Electric Cars Are No AA Program
Similarly, the devotees of electric cars—most of whom are unwilling to pay for them without massive taxpayer assistance—seem to feel that gasoline engines were forced on consumers by car makers or “Big Oil.” Daniel Weiss has gone so far as to say: “one of the reasons why electric cars were abandoned 100 years ago is because the auto companies made a deal with the oil companies and decided to go ahead and pursue that, rather than do batteries.” It means nothing that, even after a century of development, batteries still cannot compete with the internal combustion engine in economics, range, power, or performance.
The electric car is in fact a Potemkin village on wheels—a high-tech façade that disguises the heavy, dirty industry behind it, both in the manufacture of the vehicles and batteries and the electricity generated to power them. Given that only the rich will be able to afford them (expensive toys for rich boys), even with substantial tax breaks, the expenditure of government money ($200 million a year in California) to subsidize them is nearly criminal in this time of constrained budget resources.
Foreign Policy Rationale
Of course, many also decry oil imports as causing us to pursue an immoral foreign policy, specifically importing oil from disreputable characters or (it is claimed) invading Iraq to secure access to their oil. Our reliance on imports, the implication runs, makes us vulnerable to political pressure from oil exporters and drives us into foolish wars. But again, this reflects more an ideological bias than our actual foreign policy history.

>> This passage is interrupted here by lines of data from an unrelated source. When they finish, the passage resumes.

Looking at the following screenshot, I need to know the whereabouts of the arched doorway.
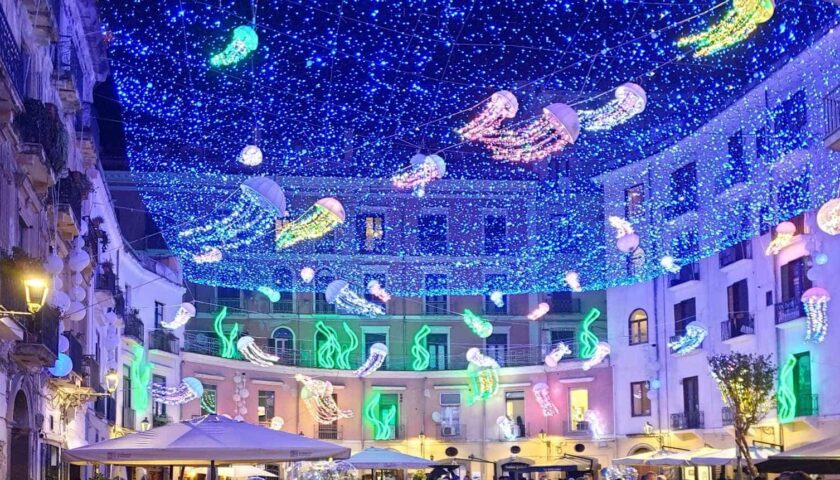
[9,391,32,479]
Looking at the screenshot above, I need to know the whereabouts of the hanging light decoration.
[275,197,344,250]
[353,343,388,378]
[324,280,385,317]
[152,377,204,405]
[801,287,831,343]
[677,0,776,57]
[295,373,353,425]
[236,335,280,367]
[531,382,560,417]
[578,82,647,131]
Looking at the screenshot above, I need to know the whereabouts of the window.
[630,382,650,417]
[484,215,507,255]
[423,273,449,315]
[630,308,648,345]
[356,214,385,253]
[484,275,508,315]
[669,162,697,218]
[417,214,449,255]
[257,390,274,425]
[624,184,645,222]
[216,287,242,309]
[505,391,527,438]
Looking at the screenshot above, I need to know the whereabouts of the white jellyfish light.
[236,335,280,367]
[151,377,204,405]
[275,197,344,250]
[178,177,286,255]
[324,280,385,317]
[578,82,647,131]
[391,154,446,197]
[353,343,388,378]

Yes, petroleum is sometimes an issue, but it hardly seems to have an overriding influence. Recall Nixon’s staunch support of Israel during the 1973 October War (and oil embargo) and the fact that George W. Bush, a Texas oil man with family ties to the Saudi royal family, embraced Ariel Sharon. Note also American antipathy for Hugo Chavez, even though his country provides us with 10% of our oil imports.
Alternatively, some analysts argue that the importing more than half of our oil is economically damaging, ignoring the fact that trade is not a zero sum game. Indeed, oil importers have traditionally outperformed oil exporters economically, partly because they rely on cheap raw material (such as oil) to create manufactured goods. S. Korea has hardly suffered from relying on oil imports to fuel its economy, nor has Japan, while the countries that rely heavily on oil exports have often failed to prosper. Should we bemoan the fact that we import cheap oil rather than rely on expensive substitutes, or that we produce manufactured goods instead of raw materials?
The Oil Lobby Canard
Both Barack Obama and Daniel Schorr have blamed our lack of an energy policy on lobbyists from the oil industry, a rationalization similar to claiming consumers buy products not because they want them but as a result of advertisers brainwashing them That is, it presumes that “my choice is objective,”and that anyone making a different choice must be brainwashed, rather than simply exercising their own personal preferences.
No doubt the oil lobby has power, but ask what they have achieved in, say, the last decade? Did they get the government, under President Bush, to open offshore areas or ANWR for drilling? Even with Republican governors like Jeb Bush and Arnold Schwarzenegger in power in Florida and California, they did not succeed.
What, then, can we conclude about our ‘addiction’ to oil? It is a totally fallacious concept, promoted by those who have an inherent bias against oil and the oil industry and are seeking to explain the failure of the American public to choose to pay extremely high electricity prices and buy expensive cars incapable of traveling one hundred miles on a single, multi-hour, charge. The truth is that American consumers have ample choices and have chosen wisely.